Created attachment 216500 [details] SO_REUSEPORT_LB.diff Now socket option SO_REUSEPORT_LB in jail does not work as intended
Can you explain the reason you want this feature? It seems to me that this was explicitly disallowed for security reason. E.g. You have host that provides jails and some load-balanced service, and jailed user can not run some bad service to join to load-balanced service. With your patch this seems possible.
(In reply to Andrey V. Elsukov from comment #1) without this it is impossible: * running load-balanced service in single jail * running load-balanced service in multiple jails plus tasks to minimize downtime during upgrades services running in jail
(In reply to Andrey V. Elsukov from comment #1) > E.g. You have host that provides jails and some load-balanced service, and > jailed user can not run some bad service to join to load-balanced service. > With your patch this seems possible. VNET should solve this problem?
We can augment LB groups with a credential, and require all members of the group to belong to the same jail. This prevents jailed sockets from surreptitiously joining a group in the host.
(In reply to Mark Johnston from comment #4) It's perfect idea, but how to do with LB services belong to different jails? I think it should be sysctl-managed switch, ex.: - forbid joining for LB to jailed sockets; - allow joining for LB to same-jail sockets; - allow joining for LB to all sockets.
(In reply to Dmitry Wagin from comment #5) Hmm. When is it useful to run identical services in different jails with a shared IP address? Note, the policies you suggested are not really possible to implement with VNET jails.
(In reply to Mark Johnston from comment #6) > When is it useful to run identical services in different jails with a shared IP address? For example: 1. Scaling a single-threaded application (pgbouncer) 2. HA and live update (almost) (nginx, pgbouncer, syslog-ng etc.) We use images with the launch of a single copy of the application. > Note, the policies you suggested are not really possible to implement with VNET jails. Of course, this should not work with jails in different VNET. But for such a setup it should probably work: Parent jail (VNET): * Child jail 1 * Child jail 2
(In reply to Dmitry Wagin from comment #7) > For example: > 1. Scaling a single-threaded application (pgbouncer) Ok. > 2. HA and live update (almost) (nginx, pgbouncer, syslog-ng etc.) Well, you do not need two jails to be the in the same LB group for this. Each one creates its own LB group on the same shared IP. All traffic goes to one group; when the services are stopped, the kernel will automatically push new connections to the second group.

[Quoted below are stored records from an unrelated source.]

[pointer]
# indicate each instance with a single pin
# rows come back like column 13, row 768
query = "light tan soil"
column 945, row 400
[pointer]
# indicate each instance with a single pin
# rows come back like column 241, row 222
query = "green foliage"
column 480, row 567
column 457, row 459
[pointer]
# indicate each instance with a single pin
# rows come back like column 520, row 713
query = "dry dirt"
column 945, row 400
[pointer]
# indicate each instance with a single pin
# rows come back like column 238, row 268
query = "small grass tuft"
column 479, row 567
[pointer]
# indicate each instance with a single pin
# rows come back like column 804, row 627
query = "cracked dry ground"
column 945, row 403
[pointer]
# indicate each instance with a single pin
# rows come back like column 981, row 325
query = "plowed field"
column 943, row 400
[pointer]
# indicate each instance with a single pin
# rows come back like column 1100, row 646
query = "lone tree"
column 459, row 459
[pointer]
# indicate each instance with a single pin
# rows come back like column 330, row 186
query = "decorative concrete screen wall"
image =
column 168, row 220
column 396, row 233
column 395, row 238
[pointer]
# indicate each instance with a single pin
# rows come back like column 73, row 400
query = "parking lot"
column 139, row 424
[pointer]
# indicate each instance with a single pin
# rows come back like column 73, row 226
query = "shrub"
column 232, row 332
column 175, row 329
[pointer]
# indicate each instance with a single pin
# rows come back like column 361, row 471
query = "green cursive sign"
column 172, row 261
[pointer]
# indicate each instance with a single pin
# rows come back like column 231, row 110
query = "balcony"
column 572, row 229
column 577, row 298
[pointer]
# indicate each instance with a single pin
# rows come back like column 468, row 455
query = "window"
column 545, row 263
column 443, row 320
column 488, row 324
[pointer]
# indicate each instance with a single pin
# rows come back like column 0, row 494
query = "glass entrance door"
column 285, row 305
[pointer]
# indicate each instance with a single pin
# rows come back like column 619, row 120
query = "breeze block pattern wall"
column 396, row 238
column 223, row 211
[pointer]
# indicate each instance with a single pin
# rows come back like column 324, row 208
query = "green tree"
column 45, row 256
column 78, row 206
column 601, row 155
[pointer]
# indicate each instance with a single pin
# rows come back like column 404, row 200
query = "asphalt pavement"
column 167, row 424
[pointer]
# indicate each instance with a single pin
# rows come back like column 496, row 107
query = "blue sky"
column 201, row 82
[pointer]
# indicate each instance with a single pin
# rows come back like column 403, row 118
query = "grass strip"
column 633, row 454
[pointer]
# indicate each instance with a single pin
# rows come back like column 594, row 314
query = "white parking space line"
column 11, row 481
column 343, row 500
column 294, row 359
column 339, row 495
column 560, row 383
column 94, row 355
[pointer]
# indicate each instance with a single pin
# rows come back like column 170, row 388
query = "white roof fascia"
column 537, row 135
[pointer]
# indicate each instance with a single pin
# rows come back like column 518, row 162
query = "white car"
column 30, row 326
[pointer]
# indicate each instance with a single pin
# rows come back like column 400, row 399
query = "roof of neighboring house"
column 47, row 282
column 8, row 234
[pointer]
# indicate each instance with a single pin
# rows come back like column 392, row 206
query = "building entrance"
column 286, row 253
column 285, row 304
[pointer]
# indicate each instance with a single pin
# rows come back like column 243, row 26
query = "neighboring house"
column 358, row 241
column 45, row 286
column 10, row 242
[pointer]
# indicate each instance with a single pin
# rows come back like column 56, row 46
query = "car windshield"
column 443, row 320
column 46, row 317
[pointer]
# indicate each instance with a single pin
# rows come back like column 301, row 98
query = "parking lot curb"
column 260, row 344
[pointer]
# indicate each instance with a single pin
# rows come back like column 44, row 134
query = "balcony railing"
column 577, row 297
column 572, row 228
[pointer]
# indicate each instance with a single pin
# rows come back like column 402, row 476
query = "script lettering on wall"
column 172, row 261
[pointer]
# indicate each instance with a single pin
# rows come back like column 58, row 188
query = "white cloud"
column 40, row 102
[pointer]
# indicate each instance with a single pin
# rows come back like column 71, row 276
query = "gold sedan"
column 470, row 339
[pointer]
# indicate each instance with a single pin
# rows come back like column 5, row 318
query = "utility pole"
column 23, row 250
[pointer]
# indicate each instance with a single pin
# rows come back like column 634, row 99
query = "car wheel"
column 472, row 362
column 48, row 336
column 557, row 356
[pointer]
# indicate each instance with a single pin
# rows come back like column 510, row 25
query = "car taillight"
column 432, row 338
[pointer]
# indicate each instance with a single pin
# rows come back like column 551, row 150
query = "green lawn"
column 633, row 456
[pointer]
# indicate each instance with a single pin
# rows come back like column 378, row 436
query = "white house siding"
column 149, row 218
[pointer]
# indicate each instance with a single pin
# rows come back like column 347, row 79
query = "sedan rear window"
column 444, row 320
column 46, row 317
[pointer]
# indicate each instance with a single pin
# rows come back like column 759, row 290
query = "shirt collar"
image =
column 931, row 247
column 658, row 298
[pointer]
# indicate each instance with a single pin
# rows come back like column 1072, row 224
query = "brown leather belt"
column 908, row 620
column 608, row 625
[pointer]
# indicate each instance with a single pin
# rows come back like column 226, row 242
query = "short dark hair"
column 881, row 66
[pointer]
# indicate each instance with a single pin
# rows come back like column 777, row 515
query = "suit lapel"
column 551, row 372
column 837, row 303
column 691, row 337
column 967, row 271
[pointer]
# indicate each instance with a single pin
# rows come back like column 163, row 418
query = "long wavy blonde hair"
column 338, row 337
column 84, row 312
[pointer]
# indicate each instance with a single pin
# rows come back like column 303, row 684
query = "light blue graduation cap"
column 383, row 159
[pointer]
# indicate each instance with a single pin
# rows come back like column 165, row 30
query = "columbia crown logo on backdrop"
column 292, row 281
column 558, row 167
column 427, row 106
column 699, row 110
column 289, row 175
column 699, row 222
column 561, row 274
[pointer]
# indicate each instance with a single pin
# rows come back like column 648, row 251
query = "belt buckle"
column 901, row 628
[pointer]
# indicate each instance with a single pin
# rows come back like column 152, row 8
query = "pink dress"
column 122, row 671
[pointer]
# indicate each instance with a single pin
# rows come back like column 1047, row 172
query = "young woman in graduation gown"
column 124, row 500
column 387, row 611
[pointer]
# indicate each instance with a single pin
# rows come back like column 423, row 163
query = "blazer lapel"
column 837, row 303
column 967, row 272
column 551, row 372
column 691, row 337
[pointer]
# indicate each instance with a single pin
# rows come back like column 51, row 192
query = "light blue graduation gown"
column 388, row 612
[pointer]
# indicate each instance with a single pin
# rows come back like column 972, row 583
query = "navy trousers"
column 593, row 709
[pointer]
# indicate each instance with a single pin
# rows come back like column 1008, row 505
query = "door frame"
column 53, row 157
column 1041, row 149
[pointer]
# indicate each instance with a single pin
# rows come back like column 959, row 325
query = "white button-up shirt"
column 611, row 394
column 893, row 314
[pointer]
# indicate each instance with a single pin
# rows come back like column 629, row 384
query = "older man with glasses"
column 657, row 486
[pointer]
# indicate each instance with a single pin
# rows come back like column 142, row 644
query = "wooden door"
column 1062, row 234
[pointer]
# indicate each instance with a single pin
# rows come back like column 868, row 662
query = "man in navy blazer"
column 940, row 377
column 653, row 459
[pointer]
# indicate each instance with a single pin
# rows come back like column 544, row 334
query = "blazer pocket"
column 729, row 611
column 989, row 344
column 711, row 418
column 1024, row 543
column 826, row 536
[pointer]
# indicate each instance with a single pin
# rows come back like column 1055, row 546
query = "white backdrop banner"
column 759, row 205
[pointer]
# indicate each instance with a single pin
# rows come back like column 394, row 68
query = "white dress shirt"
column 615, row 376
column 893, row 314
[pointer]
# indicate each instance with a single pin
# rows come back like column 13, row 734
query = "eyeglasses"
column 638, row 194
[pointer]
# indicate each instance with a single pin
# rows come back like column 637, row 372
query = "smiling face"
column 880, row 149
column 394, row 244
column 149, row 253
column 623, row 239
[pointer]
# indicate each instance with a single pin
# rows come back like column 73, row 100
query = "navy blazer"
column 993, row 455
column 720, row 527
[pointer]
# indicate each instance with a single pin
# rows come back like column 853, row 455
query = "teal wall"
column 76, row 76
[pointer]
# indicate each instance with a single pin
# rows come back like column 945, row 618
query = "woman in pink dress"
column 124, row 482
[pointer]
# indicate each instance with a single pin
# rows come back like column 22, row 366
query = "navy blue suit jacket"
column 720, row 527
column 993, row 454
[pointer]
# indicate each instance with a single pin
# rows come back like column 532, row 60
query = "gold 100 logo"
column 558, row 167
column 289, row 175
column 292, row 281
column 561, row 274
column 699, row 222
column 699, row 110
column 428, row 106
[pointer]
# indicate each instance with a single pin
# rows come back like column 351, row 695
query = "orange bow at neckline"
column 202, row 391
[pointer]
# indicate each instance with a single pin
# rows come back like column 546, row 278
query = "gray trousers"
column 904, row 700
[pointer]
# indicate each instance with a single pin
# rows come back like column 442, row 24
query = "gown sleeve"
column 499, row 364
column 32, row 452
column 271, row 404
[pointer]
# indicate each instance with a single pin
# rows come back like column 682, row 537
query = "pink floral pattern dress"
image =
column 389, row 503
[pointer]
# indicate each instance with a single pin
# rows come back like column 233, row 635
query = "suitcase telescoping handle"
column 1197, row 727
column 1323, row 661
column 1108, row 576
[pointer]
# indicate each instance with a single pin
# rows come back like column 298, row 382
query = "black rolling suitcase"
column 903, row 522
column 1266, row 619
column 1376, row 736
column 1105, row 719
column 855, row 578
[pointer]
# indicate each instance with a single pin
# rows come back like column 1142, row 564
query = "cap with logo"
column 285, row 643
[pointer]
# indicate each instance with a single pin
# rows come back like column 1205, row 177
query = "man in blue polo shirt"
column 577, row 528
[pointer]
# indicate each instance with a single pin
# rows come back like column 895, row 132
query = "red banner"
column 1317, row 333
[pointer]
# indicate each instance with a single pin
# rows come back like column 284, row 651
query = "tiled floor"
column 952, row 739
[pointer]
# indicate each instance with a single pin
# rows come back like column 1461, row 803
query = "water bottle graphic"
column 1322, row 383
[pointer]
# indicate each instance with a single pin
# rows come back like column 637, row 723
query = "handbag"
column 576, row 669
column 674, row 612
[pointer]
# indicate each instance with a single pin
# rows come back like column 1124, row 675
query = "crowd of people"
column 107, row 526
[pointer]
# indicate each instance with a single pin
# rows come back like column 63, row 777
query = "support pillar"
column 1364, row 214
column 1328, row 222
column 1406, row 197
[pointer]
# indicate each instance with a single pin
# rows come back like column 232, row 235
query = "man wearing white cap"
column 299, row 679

(In reply to Mark Johnston from comment #8) > Well, you do not need two jails to be the in the same LB group for this. Each one creates its own LB group on the same shared IP. All traffic goes to one group; when the services are stopped, the kernel will automatically push new connections to the second group. But it is necessary when items 1 and 2 are combined, this is in most cases.
Chiming in here as I discovered that dnsdist with multiple listeners didn’t load balance requests as per SO_REUSEPORT_LB in a vnet jail but this worked in non jail context. I think it would be nice to have in a (vnet) jail, or at least a mention in setsockopt(2) that it isn’t allowed by design.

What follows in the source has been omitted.